Is Cake Flour Really Better For Homemade Cakes?

As the saying goes: cooking is an art, baking is a science. While you should feel free to experiment and play around in the kitchen, when it comes to the sweet or savory treats in your oven, certain chemical reactions can only occur when you use the right ingredients in the right amounts at the right times. The success of a cake often comes down to granular details (pun intended), including the type of flour you use. 

There are a number of flours, each with a unique purpose, and the difference often comes down to their protein content and granularity. Some of the most common are all-purpose flour, which is the standard flour you're probably most familiar with, cake flour, and bread flour. Using bread flour versus all-purpose flour changes baked goods because bread flour has more protein (11% to 13%), which means it develops more gluten and results in baked goods with greater strength, elasticity, and chewiness. All-purpose flour (9% to 11% protein) falls in the middle of the spectrum, and cake flour (7% to 9% protein) is the least proteinaceous — a fancy word for "containing protein" which is why it's so useful for baking soft, tender cakes.

But is cake flour really necessary? Can you bake a delectable cake without it? According to Anna Gordon, founder and co-owner of The Good Batch bakery in Brooklyn, New York, the answer is yes. "Most cakes can withstand a normal flour," she says.
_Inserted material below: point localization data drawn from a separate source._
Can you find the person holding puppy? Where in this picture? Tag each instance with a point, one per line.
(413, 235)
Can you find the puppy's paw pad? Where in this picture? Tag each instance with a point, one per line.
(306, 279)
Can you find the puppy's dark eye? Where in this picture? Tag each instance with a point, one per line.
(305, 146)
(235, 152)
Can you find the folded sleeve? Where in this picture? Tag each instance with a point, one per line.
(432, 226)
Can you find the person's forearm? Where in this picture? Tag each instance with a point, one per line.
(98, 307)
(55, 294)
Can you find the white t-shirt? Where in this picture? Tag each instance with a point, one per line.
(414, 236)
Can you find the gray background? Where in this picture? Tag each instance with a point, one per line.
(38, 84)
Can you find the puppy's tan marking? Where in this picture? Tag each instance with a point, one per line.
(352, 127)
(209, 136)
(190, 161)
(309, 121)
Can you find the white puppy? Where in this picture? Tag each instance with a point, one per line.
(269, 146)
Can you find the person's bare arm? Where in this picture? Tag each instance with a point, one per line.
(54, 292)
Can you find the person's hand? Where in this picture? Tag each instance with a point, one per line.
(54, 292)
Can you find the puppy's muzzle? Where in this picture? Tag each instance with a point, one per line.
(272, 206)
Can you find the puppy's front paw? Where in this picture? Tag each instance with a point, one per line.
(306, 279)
So why do we need cake flour?

Certain types of cakes are greatly improved by using the lower-protein flour. "I find that cake flour is ideal when you want a fluffy, delicate crumb texture like an angel food cake or chiffon," says Gordon. The light, airy texture of chiffon and angel food cakes is achieved by whipping air into the eggs. A delicate sweet like angel food cake is so much easier to make with an extra ingredient known as cream of tartar, a stabilizer. But a low-protein flour is also useful to help you avoid building gluten during the folding stage. These especially fluffy cakes are the most obvious use for cake flour, but you can also use it to give many other baked goods, such as cookies, an extra-tender crumb.

If you decide to stick with the all-purpose flour already in your cupboard, it shouldn't affect the quality of most cakes too much, but it might give them a somewhat coarser or denser texture. But the best swap for cake flour in a pinch is actually really easy and uses something you probably already have in your pantry. For every cup of flour, swap two tablespoons of cornstarch for the same amount of flour. (If you're measuring by weight, remove 15 grams of flour and add 16 grams of cornstarch.)

If you go the extra mile and pick up cake flour, Gordon has one more tip. "I recommend sifting cake flour before using it, because it can really clump up," she says.